Ad oggi, dunque, ed è cosa altrettanto grave, dopo quasi due anni dalla sentenza di condanna, alle vittime non sono ancora stati pagati (contrariamente a quanto stabilito dai giudici) i risarcimenti provvisoriamente esecutivi che il tribunale ha statuito in sentenza a carico del parroco imputato. Quest’ultimo, vale la pena ricordarlo ancora, è stato condannato per aver commesso, quale direttore gerente di una scuola materna cattolica parrocchiale, gli atti di pedofilia all’interno della struttura scolastica durante gli orari di scuola e, dunque, tradendo quella fiducia dei genitori che a lui ed alla sua struttura avevano affidato i propri figli.

Il silenzio (nel senso sopra accennato) che la Curia bolognese ha riservato alle piccole vittime di quel processo (ed alle loro famiglie), offende, stupisce e rattrista, tanto quanto i delitti di pedofilia attribuiti in sentenza al parroco condannato.
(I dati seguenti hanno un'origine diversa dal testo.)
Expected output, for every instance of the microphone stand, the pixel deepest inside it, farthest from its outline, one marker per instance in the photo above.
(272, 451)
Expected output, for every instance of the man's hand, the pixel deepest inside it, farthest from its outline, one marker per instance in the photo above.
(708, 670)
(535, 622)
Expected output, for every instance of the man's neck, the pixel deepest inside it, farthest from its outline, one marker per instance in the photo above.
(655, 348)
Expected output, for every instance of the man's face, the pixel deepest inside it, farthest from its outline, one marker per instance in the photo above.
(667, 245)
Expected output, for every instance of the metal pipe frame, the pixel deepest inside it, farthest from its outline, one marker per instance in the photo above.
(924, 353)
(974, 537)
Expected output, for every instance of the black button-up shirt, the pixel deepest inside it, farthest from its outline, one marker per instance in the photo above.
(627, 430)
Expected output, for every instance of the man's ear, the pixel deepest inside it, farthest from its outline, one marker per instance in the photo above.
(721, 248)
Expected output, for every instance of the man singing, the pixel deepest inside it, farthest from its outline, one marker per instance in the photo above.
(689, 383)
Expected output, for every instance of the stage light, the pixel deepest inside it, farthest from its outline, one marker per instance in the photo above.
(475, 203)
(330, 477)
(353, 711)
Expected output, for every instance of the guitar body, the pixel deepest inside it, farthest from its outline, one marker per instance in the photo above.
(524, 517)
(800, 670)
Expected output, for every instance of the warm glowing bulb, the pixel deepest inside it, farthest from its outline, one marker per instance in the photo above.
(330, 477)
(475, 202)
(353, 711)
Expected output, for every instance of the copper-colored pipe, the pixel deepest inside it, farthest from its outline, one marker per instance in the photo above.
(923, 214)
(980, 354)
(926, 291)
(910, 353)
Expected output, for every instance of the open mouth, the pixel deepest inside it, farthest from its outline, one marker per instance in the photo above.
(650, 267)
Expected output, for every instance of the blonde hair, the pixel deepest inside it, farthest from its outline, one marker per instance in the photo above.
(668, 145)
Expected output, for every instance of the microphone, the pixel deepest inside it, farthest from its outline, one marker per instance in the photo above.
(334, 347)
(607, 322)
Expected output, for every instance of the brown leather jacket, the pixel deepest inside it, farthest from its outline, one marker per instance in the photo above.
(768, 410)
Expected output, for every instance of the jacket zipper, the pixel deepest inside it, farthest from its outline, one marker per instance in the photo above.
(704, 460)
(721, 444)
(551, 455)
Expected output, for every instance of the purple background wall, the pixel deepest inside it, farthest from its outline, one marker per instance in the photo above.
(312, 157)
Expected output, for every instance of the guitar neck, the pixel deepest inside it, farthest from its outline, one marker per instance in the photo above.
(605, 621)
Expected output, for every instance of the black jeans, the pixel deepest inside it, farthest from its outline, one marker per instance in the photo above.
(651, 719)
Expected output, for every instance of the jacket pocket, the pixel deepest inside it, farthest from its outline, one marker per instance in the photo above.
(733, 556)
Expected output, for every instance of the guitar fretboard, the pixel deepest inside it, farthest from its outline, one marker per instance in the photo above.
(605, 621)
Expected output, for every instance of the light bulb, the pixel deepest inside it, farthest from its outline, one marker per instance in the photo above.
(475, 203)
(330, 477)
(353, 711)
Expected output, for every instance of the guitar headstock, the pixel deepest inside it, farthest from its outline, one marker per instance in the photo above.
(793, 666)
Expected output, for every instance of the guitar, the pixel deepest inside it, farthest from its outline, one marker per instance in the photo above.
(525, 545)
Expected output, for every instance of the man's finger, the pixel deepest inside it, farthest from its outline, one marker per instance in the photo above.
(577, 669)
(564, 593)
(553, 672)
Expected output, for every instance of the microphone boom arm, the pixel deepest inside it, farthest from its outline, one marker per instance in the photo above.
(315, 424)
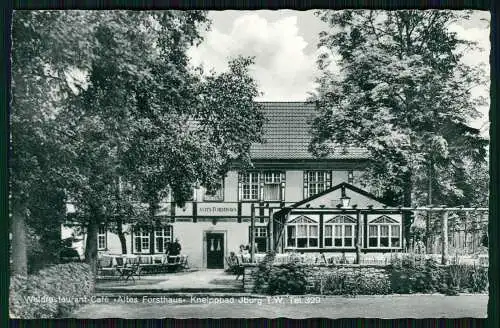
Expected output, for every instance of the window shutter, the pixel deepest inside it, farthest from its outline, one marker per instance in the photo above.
(282, 186)
(261, 185)
(240, 188)
(305, 173)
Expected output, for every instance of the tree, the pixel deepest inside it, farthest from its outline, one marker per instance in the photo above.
(403, 94)
(40, 58)
(143, 125)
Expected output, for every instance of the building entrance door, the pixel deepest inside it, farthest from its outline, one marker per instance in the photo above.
(215, 250)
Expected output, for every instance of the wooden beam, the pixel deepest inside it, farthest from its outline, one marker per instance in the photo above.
(444, 237)
(252, 234)
(271, 230)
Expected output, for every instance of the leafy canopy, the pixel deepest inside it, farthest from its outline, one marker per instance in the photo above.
(403, 93)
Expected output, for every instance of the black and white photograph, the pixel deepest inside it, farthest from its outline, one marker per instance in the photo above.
(249, 164)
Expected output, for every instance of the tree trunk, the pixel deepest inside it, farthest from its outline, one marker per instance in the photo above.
(444, 238)
(407, 216)
(121, 236)
(91, 242)
(19, 247)
(358, 238)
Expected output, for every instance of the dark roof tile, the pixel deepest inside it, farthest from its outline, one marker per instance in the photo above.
(287, 136)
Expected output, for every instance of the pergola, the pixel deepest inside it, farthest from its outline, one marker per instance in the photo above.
(277, 221)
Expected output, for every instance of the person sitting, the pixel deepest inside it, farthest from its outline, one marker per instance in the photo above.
(243, 250)
(175, 248)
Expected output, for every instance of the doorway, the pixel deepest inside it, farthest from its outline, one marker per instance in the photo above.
(215, 250)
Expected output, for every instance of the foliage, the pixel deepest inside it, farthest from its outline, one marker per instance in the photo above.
(404, 94)
(408, 276)
(287, 279)
(66, 284)
(354, 282)
(279, 279)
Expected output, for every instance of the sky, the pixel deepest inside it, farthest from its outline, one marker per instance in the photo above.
(284, 43)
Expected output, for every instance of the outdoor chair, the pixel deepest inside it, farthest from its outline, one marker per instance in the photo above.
(234, 266)
(129, 271)
(184, 265)
(105, 266)
(173, 263)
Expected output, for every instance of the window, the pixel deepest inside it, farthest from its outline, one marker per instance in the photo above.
(217, 195)
(250, 186)
(272, 186)
(141, 240)
(339, 231)
(265, 186)
(163, 235)
(302, 232)
(316, 182)
(101, 238)
(260, 238)
(350, 177)
(384, 232)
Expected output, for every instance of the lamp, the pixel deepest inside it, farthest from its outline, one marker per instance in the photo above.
(345, 200)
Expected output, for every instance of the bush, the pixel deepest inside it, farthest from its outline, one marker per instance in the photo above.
(284, 279)
(427, 277)
(287, 279)
(478, 282)
(51, 293)
(348, 282)
(407, 276)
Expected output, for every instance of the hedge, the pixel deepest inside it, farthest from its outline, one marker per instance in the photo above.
(401, 277)
(52, 292)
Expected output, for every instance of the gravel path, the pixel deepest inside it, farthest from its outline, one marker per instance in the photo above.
(390, 306)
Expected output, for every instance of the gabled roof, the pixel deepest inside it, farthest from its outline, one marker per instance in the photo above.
(287, 133)
(345, 185)
(339, 186)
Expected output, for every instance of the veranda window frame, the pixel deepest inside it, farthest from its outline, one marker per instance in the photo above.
(165, 236)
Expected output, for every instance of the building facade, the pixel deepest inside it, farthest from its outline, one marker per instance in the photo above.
(287, 183)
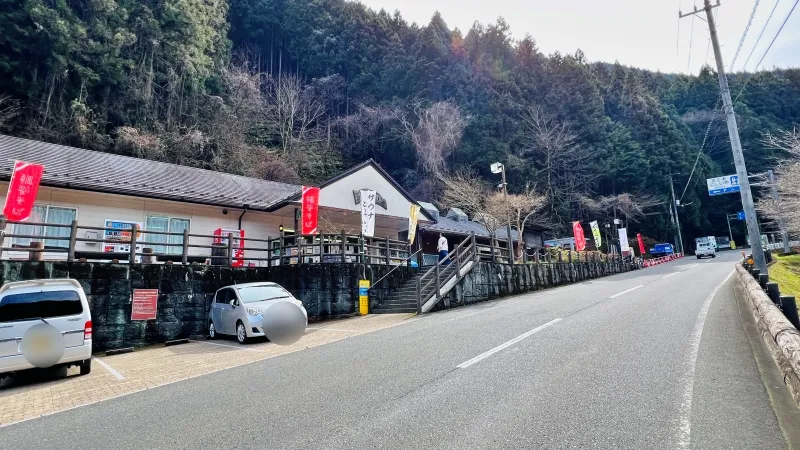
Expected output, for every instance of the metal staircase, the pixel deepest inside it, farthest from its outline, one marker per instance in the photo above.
(423, 291)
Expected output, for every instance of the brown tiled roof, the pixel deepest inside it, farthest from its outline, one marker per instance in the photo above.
(88, 170)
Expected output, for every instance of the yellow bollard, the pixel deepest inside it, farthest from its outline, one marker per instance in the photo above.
(363, 297)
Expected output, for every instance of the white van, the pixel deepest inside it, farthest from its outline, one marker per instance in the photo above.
(706, 249)
(44, 317)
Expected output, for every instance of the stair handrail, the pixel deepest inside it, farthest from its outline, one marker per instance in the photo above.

La invito quindi egregio cardinal Caffarra, anche in ossequio agli stessi principi della “Carta” da lei emanata, ad attivarsi affinché a quelle famiglie vengano effettivamente pagate le provvisionali immediatamente esecutive decretate in sentenza!

La invito dunque, laddove il parroco condannato persistesse ulteriormente a non pagare alle vittime i risarcimenti dovuti a titolo di provvisionali immediatamente esecutive, ad attivarsi affinché la curia di Bologna si sostituisca al prete debitore, provvedendo a versare quanto decretato in sentenza a favore delle vittime. Sono certa, cardinale, che dopo queste considerazioni ed in nome degli stessi principi di fratellanza e solidarietà cristiana da lei invocati nella sua Carta, che alle numerose bambine vittime dei deplorevoli atti di pedofilia del parroco condannato verranno, quanto prima, pagate le provvisionali immediatamente esecutive decretate in sentenza dal tribunale ferrarese.

La curia di Bologna, ci contiamo tutti, sono certa che anticiperà alle piccole vittime quanto loro spettante; del resto i delitti di pedofilia sono stati commessi da un parroco che al’epoca dei fatti la curia di Bologna aveva “preposto” ad una parrocchia della diocesi bolognese. Ma, intanto, che la curia bolognese anticipi quanto spettante alle vittime. La curia, egregio cardinal Caffarra, potrà poi richiedere il tutto al suo sacerdote.

Così facendo la curia di Bologna darebbe un bell’esempio di solidarietà e fratellanza cristiana, principi già messi a dura prova dai delitti contestati al parroco condannato.